There is a saying in Hollywood, “Paper is cheaper than film.” That means it is always easier to experiment and work out story issues in the script before you start trying to film the movie. I find a similar thing is true of writing novels.
Outlines are faster than novels.
When I write I use an outline for anything larger than a short story. I find it is an essential part of my tool-kit in learning what my story really is and how to make it work to the best possible advantage. In the outline I can experiment with plot developments and twists. I can have a characters captured, killed, or ignored and see how that affects the overall plot and the other characters. If something doesn’t work, I have not wasted dozens of pages, perhaps thousands of words and who knows how many hours chasing down the wring path.

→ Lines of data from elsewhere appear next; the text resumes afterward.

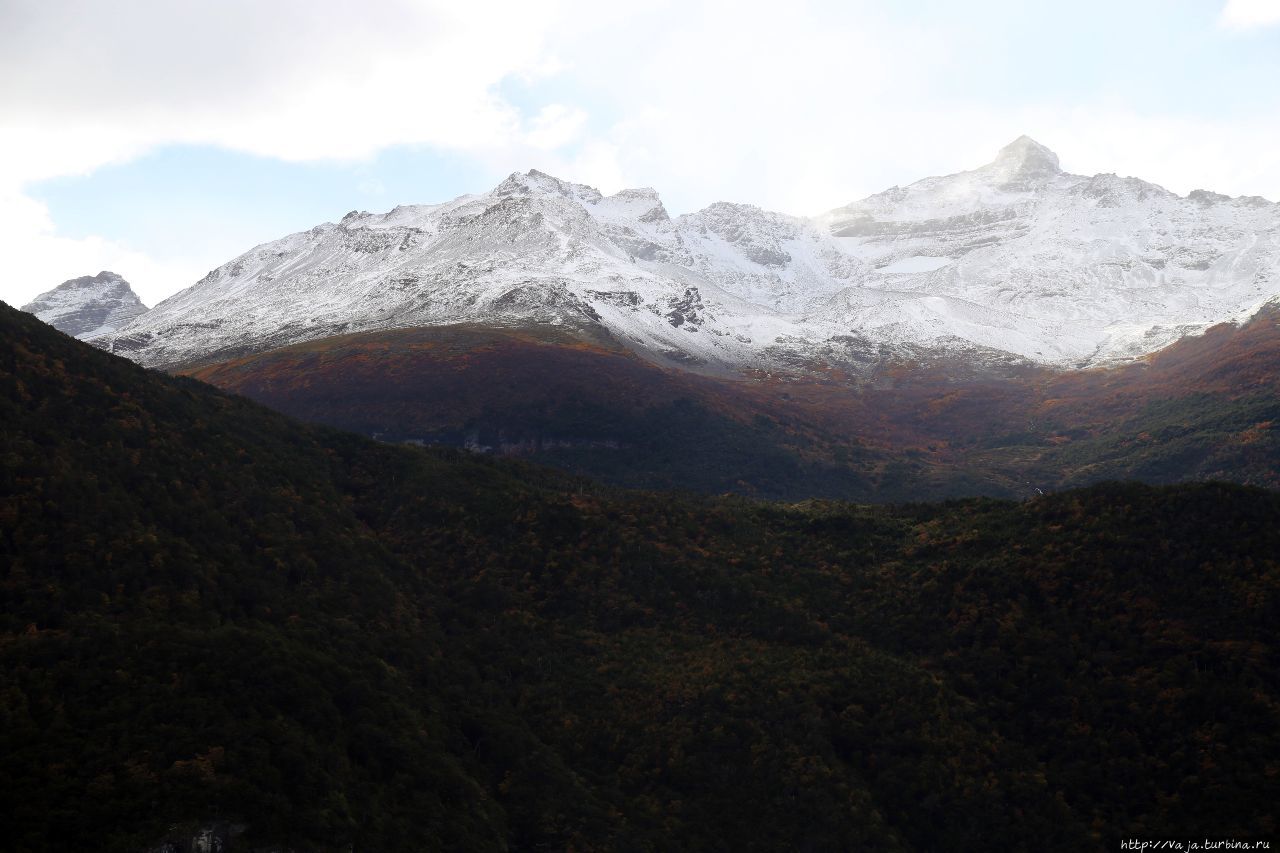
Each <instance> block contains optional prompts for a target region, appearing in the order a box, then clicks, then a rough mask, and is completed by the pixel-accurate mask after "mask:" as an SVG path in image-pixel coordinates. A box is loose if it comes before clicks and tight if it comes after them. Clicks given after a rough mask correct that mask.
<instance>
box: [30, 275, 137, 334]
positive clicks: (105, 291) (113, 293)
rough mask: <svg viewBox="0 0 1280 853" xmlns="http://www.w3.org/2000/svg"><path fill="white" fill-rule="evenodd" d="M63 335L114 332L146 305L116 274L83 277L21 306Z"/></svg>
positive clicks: (123, 281) (65, 283)
mask: <svg viewBox="0 0 1280 853" xmlns="http://www.w3.org/2000/svg"><path fill="white" fill-rule="evenodd" d="M22 310H23V311H27V313H28V314H35V315H36V316H38V318H40V319H41V320H44V321H45V323H47V324H49V325H51V327H54V328H55V329H58V330H60V332H65V333H67V334H70V336H73V337H77V338H81V339H88V338H95V337H99V336H102V334H109V333H111V332H115V330H116V329H119V328H120V327H123V325H125V324H127V323H128V321H129V320H132V319H134V318H137V316H140V315H141V314H143V313H146V310H147V306H146V305H143V304H142V300H140V298H138V297H137V295H136V293H134V292H133V288H131V287H129V283H128V282H125V280H124V279H123V278H120V277H119V275H116V274H115V273H110V272H108V270H102V272H101V273H99V274H97V275H82V277H79V278H73V279H70V280H67V282H63V283H61V284H59V286H58V287H55V288H54V289H51V291H46V292H45V293H41V295H40V296H37V297H36V298H35V300H32V301H31V302H28V304H27V305H24V306H23V307H22Z"/></svg>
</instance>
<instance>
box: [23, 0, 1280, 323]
mask: <svg viewBox="0 0 1280 853" xmlns="http://www.w3.org/2000/svg"><path fill="white" fill-rule="evenodd" d="M1277 79H1280V0H1230V3H1225V4H1224V3H1222V0H1126V3H1123V4H1116V3H1114V0H1107V1H1106V3H1103V1H1102V0H1079V1H1076V3H1073V4H1064V3H1060V1H1048V0H1044V1H1042V3H1036V1H1032V0H1020V1H1016V3H1015V1H1014V0H988V1H987V3H982V1H979V0H973V1H972V3H965V4H959V3H946V1H945V0H919V1H916V3H904V1H896V3H891V1H888V0H883V1H870V0H865V1H829V3H828V1H808V3H805V1H795V3H786V4H782V3H771V4H764V3H751V1H750V0H739V1H733V3H730V1H703V3H689V1H684V3H677V1H675V0H649V1H646V3H644V4H635V5H621V4H602V3H598V1H593V3H585V1H580V0H561V1H554V3H531V1H530V3H494V1H488V3H485V1H475V0H472V1H468V3H465V4H463V3H457V1H456V0H449V1H448V3H438V1H425V0H424V1H411V0H366V1H365V3H361V4H358V5H357V4H351V3H338V1H337V0H307V1H301V0H273V1H271V3H261V1H260V0H256V1H248V0H218V1H215V0H115V1H113V3H102V1H101V0H78V1H77V0H0V252H3V256H4V259H5V270H6V274H5V277H4V280H0V298H4V300H5V301H9V302H12V304H17V305H20V304H23V302H26V301H28V300H29V298H31V297H33V296H35V295H36V293H38V292H42V291H45V289H49V288H51V287H54V286H55V284H58V283H59V282H61V280H64V279H67V278H72V277H76V275H83V274H88V273H96V272H97V270H100V269H113V270H115V272H118V273H120V274H123V275H124V277H125V278H128V279H129V280H131V282H133V283H134V286H136V289H137V291H138V292H140V295H141V296H142V298H143V300H145V301H146V302H147V304H148V305H151V304H154V302H155V301H157V300H159V298H161V297H164V296H168V295H170V293H173V292H175V291H177V289H180V288H182V287H187V286H189V284H191V283H193V282H195V280H196V279H198V278H200V277H201V275H202V274H204V273H205V272H206V270H207V269H210V268H212V266H216V265H218V264H221V263H224V261H227V260H229V259H230V257H232V256H234V255H237V254H239V252H241V251H244V250H247V248H248V247H250V246H251V245H252V243H253V242H259V241H262V240H270V238H274V237H279V236H283V234H284V233H287V232H288V231H291V229H297V228H305V227H308V225H310V224H315V223H319V222H323V220H326V219H334V218H337V216H340V215H342V213H344V211H346V210H347V209H351V207H357V206H366V205H367V206H371V205H372V202H371V201H370V197H375V199H376V201H378V204H379V206H378V207H371V209H388V207H390V206H394V205H396V204H401V202H433V201H440V200H443V199H445V197H448V196H452V195H456V192H461V191H471V192H481V191H484V190H488V188H490V187H492V186H493V184H494V183H497V181H499V179H500V178H502V177H503V175H504V174H507V173H509V172H513V170H525V169H529V168H540V169H543V170H547V172H550V173H553V174H557V175H559V177H563V178H568V179H573V181H581V182H585V183H591V184H594V186H598V187H599V188H600V190H603V191H605V192H609V191H616V190H618V188H622V187H625V186H653V187H655V188H657V190H658V191H659V192H660V193H662V195H663V197H664V200H666V201H667V205H668V207H669V209H671V210H672V211H673V213H681V211H687V210H692V209H696V207H700V206H704V205H707V204H710V202H713V201H717V200H722V199H723V200H735V201H749V202H754V204H759V205H762V206H765V207H772V209H778V210H785V211H787V213H797V214H806V213H817V211H819V210H823V209H828V207H832V206H836V205H841V204H847V202H849V201H852V200H854V199H859V197H863V196H865V195H868V193H872V192H876V191H879V190H883V188H886V187H888V186H891V184H893V183H905V182H909V181H913V179H916V178H920V177H925V175H928V174H941V173H948V172H956V170H960V169H965V168H973V167H977V165H980V164H982V163H986V161H987V160H989V159H991V158H992V156H993V155H995V152H996V151H997V150H998V149H1000V147H1001V146H1002V145H1005V143H1006V142H1009V141H1011V140H1012V138H1015V137H1016V136H1019V134H1021V133H1029V134H1030V136H1033V137H1036V138H1037V140H1039V141H1041V142H1043V143H1046V145H1048V146H1050V147H1052V149H1055V150H1056V151H1057V152H1059V154H1060V156H1061V159H1062V164H1064V167H1065V168H1068V169H1070V170H1073V172H1080V173H1088V174H1092V173H1094V172H1119V173H1121V174H1137V175H1139V177H1143V178H1147V179H1151V181H1156V182H1157V183H1161V184H1164V186H1166V187H1169V188H1170V190H1174V191H1176V192H1188V191H1189V190H1193V188H1198V187H1206V188H1212V190H1216V191H1221V192H1229V193H1233V195H1263V196H1267V197H1271V199H1277V197H1280V145H1277V142H1280V95H1277V87H1276V86H1275V83H1276V81H1277ZM175 146H177V147H175ZM398 146H399V147H401V149H403V146H413V147H412V149H411V150H412V151H415V152H416V154H415V158H416V159H413V160H412V164H413V169H415V174H416V175H417V179H416V183H413V184H412V186H413V187H415V193H417V195H415V196H413V197H402V196H399V195H398V192H399V190H401V188H402V187H407V186H410V184H408V183H407V181H408V178H407V174H406V172H407V170H408V167H407V165H406V163H410V160H408V159H407V158H404V156H398V158H396V159H394V160H393V159H392V158H390V155H389V152H392V151H396V150H397V147H398ZM210 150H219V151H227V152H236V154H234V156H236V158H242V159H243V161H244V163H250V161H252V163H259V161H265V164H266V165H265V167H262V168H264V169H265V172H264V174H265V175H268V177H273V174H274V175H275V177H278V182H276V183H275V184H273V186H274V187H275V188H274V190H273V193H270V195H268V193H265V192H264V193H255V192H252V191H244V190H241V188H237V191H236V195H234V196H233V195H232V193H230V190H225V191H223V190H220V188H219V174H216V173H214V174H207V175H202V179H201V181H200V182H198V186H200V190H198V191H191V190H186V191H183V197H180V199H178V197H174V199H173V200H172V204H169V201H168V200H166V199H165V196H164V191H165V184H166V183H172V182H173V172H161V170H160V169H159V167H155V168H152V165H151V164H152V160H151V159H148V158H152V156H154V155H155V154H156V152H157V151H173V152H174V158H177V159H178V163H179V165H180V164H182V163H187V164H188V168H189V170H192V172H195V170H200V169H214V167H210V165H209V163H210V161H211V160H210V158H209V156H207V152H209V151H210ZM183 158H186V160H183ZM216 161H218V163H220V164H223V165H219V167H218V168H225V163H227V160H216ZM234 163H236V161H234V160H233V165H234ZM300 163H301V164H310V165H312V167H315V169H314V170H312V172H308V173H306V174H307V175H310V177H308V178H306V179H307V181H317V182H323V181H329V182H333V186H332V188H330V190H329V192H328V196H326V197H325V200H324V201H316V202H315V204H314V209H312V207H310V206H306V205H303V204H302V201H300V200H301V199H303V196H305V191H306V190H308V187H306V186H302V183H297V184H296V186H293V184H291V183H289V182H291V181H293V182H302V181H303V178H298V177H294V175H297V174H298V173H297V172H296V170H289V165H291V164H294V165H296V164H300ZM129 164H132V165H129ZM271 164H275V165H271ZM169 168H170V169H173V168H174V164H173V163H172V161H170V163H169ZM273 169H274V173H273ZM460 170H462V172H465V173H466V174H467V175H468V178H470V177H474V179H475V183H474V184H472V186H466V187H462V188H457V187H456V184H457V174H458V172H460ZM215 172H216V170H215ZM111 175H115V178H114V179H111V181H109V178H111ZM424 175H425V177H424ZM50 182H54V184H56V186H58V187H59V188H60V190H59V192H58V196H56V199H58V200H56V204H55V202H52V201H45V200H44V199H46V196H47V193H46V190H47V188H49V187H50V186H54V184H50ZM348 184H349V186H348ZM424 187H425V188H424ZM109 193H110V195H111V199H110V201H111V202H113V204H111V205H106V204H104V196H106V195H109ZM424 193H425V195H424ZM193 196H195V197H193ZM348 196H349V201H348ZM47 197H52V196H47ZM285 197H289V199H293V206H292V207H291V209H289V215H285V213H284V202H285V201H287V199H285ZM330 199H332V201H330ZM143 204H146V205H148V206H150V207H160V210H150V211H147V215H141V213H140V211H138V210H137V206H138V205H143ZM131 205H132V206H131ZM300 206H301V210H300V209H298V207H300ZM108 209H110V210H114V211H115V214H114V215H105V214H102V215H99V214H96V213H95V211H99V210H108ZM201 210H202V211H204V213H202V214H201V213H200V211H201ZM300 218H302V220H301V222H300Z"/></svg>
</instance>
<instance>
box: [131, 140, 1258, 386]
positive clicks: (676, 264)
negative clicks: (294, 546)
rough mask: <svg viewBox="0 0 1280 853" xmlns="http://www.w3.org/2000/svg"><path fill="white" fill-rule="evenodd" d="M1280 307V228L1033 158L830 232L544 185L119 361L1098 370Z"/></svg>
mask: <svg viewBox="0 0 1280 853" xmlns="http://www.w3.org/2000/svg"><path fill="white" fill-rule="evenodd" d="M1277 293H1280V205H1275V204H1271V202H1267V201H1265V200H1262V199H1226V197H1224V196H1217V195H1213V193H1208V192H1202V191H1197V192H1193V193H1190V196H1189V197H1185V199H1183V197H1179V196H1176V195H1174V193H1171V192H1167V191H1165V190H1162V188H1161V187H1157V186H1155V184H1151V183H1144V182H1142V181H1138V179H1135V178H1119V177H1116V175H1111V174H1102V175H1094V177H1092V178H1091V177H1083V175H1073V174H1066V173H1064V172H1061V169H1060V168H1059V160H1057V156H1056V155H1055V154H1053V152H1052V151H1050V150H1048V149H1046V147H1043V146H1041V145H1038V143H1037V142H1034V141H1032V140H1029V138H1027V137H1021V138H1019V140H1016V141H1015V142H1012V143H1011V145H1009V146H1006V147H1005V149H1004V150H1001V151H1000V154H998V156H997V158H996V160H995V161H992V163H991V164H988V165H986V167H982V168H979V169H975V170H972V172H963V173H959V174H954V175H947V177H942V178H925V179H924V181H919V182H916V183H914V184H911V186H909V187H902V188H900V187H895V188H892V190H888V191H886V192H882V193H878V195H876V196H872V197H869V199H865V200H863V201H859V202H854V204H851V205H849V206H846V207H841V209H838V210H833V211H831V213H828V214H824V215H822V216H818V218H814V219H804V218H797V216H788V215H783V214H777V213H769V211H764V210H760V209H759V207H754V206H751V205H737V204H723V202H722V204H716V205H712V206H710V207H707V209H705V210H701V211H698V213H695V214H690V215H685V216H680V218H676V219H672V218H671V216H669V215H668V214H667V210H666V207H663V205H662V201H660V200H659V197H658V196H657V193H654V192H653V191H652V190H626V191H622V192H620V193H617V195H613V196H607V197H605V196H602V195H600V193H599V192H596V191H595V190H593V188H590V187H586V186H581V184H573V183H567V182H563V181H558V179H556V178H553V177H550V175H547V174H543V173H539V172H530V173H527V174H518V173H517V174H513V175H511V177H509V178H507V179H506V181H504V182H503V183H500V184H499V186H498V187H495V188H494V190H493V191H490V192H488V193H484V195H480V196H463V197H461V199H457V200H454V201H451V202H447V204H442V205H429V206H403V207H397V209H394V210H392V211H390V213H387V214H380V215H372V214H365V213H352V214H348V215H347V216H344V218H343V220H342V222H339V223H337V224H324V225H319V227H316V228H312V229H311V231H308V232H305V233H300V234H292V236H289V237H285V238H283V240H279V241H275V242H273V243H266V245H264V246H259V247H257V248H255V250H252V251H250V252H247V254H244V255H242V256H241V257H238V259H236V260H233V261H230V263H229V264H227V265H224V266H221V268H219V269H216V270H214V272H212V273H210V274H209V275H207V277H206V278H205V279H202V280H201V282H198V283H196V284H195V286H192V287H191V288H188V289H186V291H183V292H180V293H178V295H177V296H174V297H172V298H169V300H165V301H164V302H161V304H160V305H157V306H156V307H155V309H152V310H151V311H150V313H147V314H146V315H145V316H141V318H138V319H137V320H134V321H133V323H132V324H129V325H128V327H127V328H124V329H122V330H120V332H119V333H118V334H115V336H113V338H111V339H110V342H109V346H111V347H113V348H115V350H116V351H118V352H123V353H128V355H131V356H132V357H134V359H137V360H140V361H142V362H145V364H152V365H177V364H191V362H197V361H210V360H216V359H220V357H227V356H230V355H236V353H242V352H251V351H257V350H265V348H270V347H274V346H282V345H285V343H293V342H297V341H303V339H311V338H319V337H326V336H332V334H339V333H346V332H357V330H365V329H376V328H389V327H413V325H430V324H443V323H457V321H475V323H492V324H527V323H554V324H600V325H603V327H605V328H607V329H608V330H611V332H612V333H613V334H614V336H616V337H617V338H618V339H621V341H623V342H626V343H628V345H631V346H634V347H636V348H637V350H640V351H643V352H646V353H653V355H655V356H658V357H666V359H669V360H676V361H682V362H686V364H703V365H724V366H730V368H733V366H742V365H751V366H771V365H786V364H796V362H803V361H814V360H817V361H827V362H842V361H844V362H856V361H865V360H868V359H883V357H886V356H888V357H893V356H895V355H901V356H908V355H910V356H919V355H920V353H922V352H931V351H932V352H947V353H965V355H969V356H973V357H982V359H1027V360H1032V361H1037V362H1042V364H1052V365H1060V366H1083V365H1092V364H1102V362H1111V361H1119V360H1125V359H1130V357H1134V356H1138V355H1143V353H1147V352H1151V351H1155V350H1157V348H1161V347H1164V346H1165V345H1167V343H1170V342H1172V341H1175V339H1178V338H1179V337H1181V336H1184V334H1188V333H1194V332H1198V330H1202V329H1204V328H1206V327H1208V325H1211V324H1213V323H1217V321H1222V320H1233V319H1243V318H1245V316H1248V315H1251V314H1252V313H1253V311H1256V310H1257V307H1258V306H1261V305H1262V304H1265V302H1266V301H1268V300H1270V298H1272V297H1275V296H1276V295H1277Z"/></svg>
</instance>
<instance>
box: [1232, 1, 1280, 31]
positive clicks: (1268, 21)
mask: <svg viewBox="0 0 1280 853" xmlns="http://www.w3.org/2000/svg"><path fill="white" fill-rule="evenodd" d="M1219 24H1220V26H1222V27H1225V28H1228V29H1256V28H1258V27H1271V26H1275V24H1280V0H1226V6H1224V8H1222V14H1221V17H1220V18H1219Z"/></svg>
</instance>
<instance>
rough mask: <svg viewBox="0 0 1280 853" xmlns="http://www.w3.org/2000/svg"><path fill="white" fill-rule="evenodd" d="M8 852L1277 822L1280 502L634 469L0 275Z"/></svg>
mask: <svg viewBox="0 0 1280 853" xmlns="http://www.w3.org/2000/svg"><path fill="white" fill-rule="evenodd" d="M0 423H3V424H4V429H3V432H0V459H3V465H0V521H3V525H0V529H3V535H0V566H3V569H0V573H3V574H0V605H3V606H0V777H3V779H4V780H5V784H4V785H3V786H0V817H3V821H4V834H3V838H4V848H5V849H13V850H52V849H105V850H142V849H146V847H147V845H148V844H152V843H155V841H156V840H159V839H161V838H164V834H165V833H166V830H168V827H170V826H173V825H182V824H189V825H200V824H202V822H207V821H211V820H229V821H234V822H238V824H243V825H244V826H247V831H246V834H244V835H243V838H242V839H239V843H238V845H239V847H241V848H242V849H251V848H253V847H255V845H271V844H274V845H289V847H293V848H294V849H298V850H342V849H348V845H351V847H352V848H353V849H355V850H431V849H440V850H461V849H466V850H503V849H507V850H671V849H681V850H724V852H730V850H733V852H737V850H778V849H797V850H851V849H873V850H992V849H1037V850H1041V849H1048V850H1089V849H1114V847H1115V843H1116V840H1117V839H1119V838H1121V836H1125V835H1161V836H1164V835H1190V834H1213V835H1224V834H1235V835H1267V834H1275V831H1276V812H1277V807H1276V803H1280V702H1277V699H1280V666H1277V663H1280V661H1277V654H1276V644H1275V638H1274V626H1275V625H1276V624H1277V621H1280V561H1277V555H1280V496H1277V494H1276V493H1274V492H1266V491H1261V489H1253V488H1244V487H1234V485H1221V484H1201V485H1180V487H1162V488H1157V487H1144V485H1129V484H1114V483H1112V484H1103V485H1097V487H1093V488H1089V489H1084V491H1078V492H1068V493H1062V494H1055V496H1051V497H1046V498H1038V500H1034V501H1028V502H1021V503H1016V502H1005V501H993V500H968V501H957V502H948V503H942V505H918V506H897V507H865V506H852V505H842V503H827V502H806V503H799V505H769V503H758V502H750V501H746V500H742V498H698V497H681V496H673V494H667V493H644V492H641V493H630V492H621V491H614V489H609V488H605V487H600V485H595V484H593V483H590V482H588V480H579V479H573V478H571V476H568V475H564V474H558V473H553V471H549V470H544V469H538V467H531V466H524V465H520V464H515V462H502V461H493V460H486V459H484V457H475V456H468V455H465V453H460V452H447V451H429V450H419V448H410V447H394V446H388V444H380V443H375V442H371V441H366V439H362V438H358V437H356V435H352V434H347V433H338V432H333V430H325V429H320V428H314V427H303V425H300V424H297V423H296V421H291V420H288V419H285V418H284V416H282V415H278V414H273V412H270V411H269V410H266V409H262V407H260V406H257V405H255V403H251V402H248V401H246V400H243V398H238V397H230V396H227V394H224V393H221V392H218V391H215V389H212V388H210V387H207V386H204V384H201V383H197V382H195V380H189V379H174V378H169V377H165V375H161V374H156V373H148V371H145V370H142V369H141V368H137V366H134V365H132V364H131V362H128V361H124V360H122V359H116V357H113V356H109V355H105V353H101V352H97V351H95V350H92V348H90V347H87V346H84V345H81V343H78V342H76V341H73V339H70V338H67V337H64V336H61V334H59V333H56V332H52V330H51V329H49V328H47V327H44V325H42V324H40V323H38V321H36V320H35V319H32V318H28V316H26V315H20V314H18V313H15V311H13V310H10V309H8V307H3V306H0Z"/></svg>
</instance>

I understand not all writers can use the outline method. When I go to convention sometimes I feel like I am the token outline using author there and everyone else in the world simply fires up their favorite word-processors and the characters take off on adventures. I cannot do that. I have to know how my story is going to end. To get to that ending I have to have an outline. It’s like a map. I may go off the trail here and there exploring things as they pop-up, but the map lets me know which way is out.
I have had a major breakthrough in my understand of my next novel, ‘Cawdor.’ Because I am still in the outline stage it is easy for me to go back and incorporate all the new ideas and ramifications in the story without having to tear down and re-write most of a novel.
I cannot comprehend writing any other way.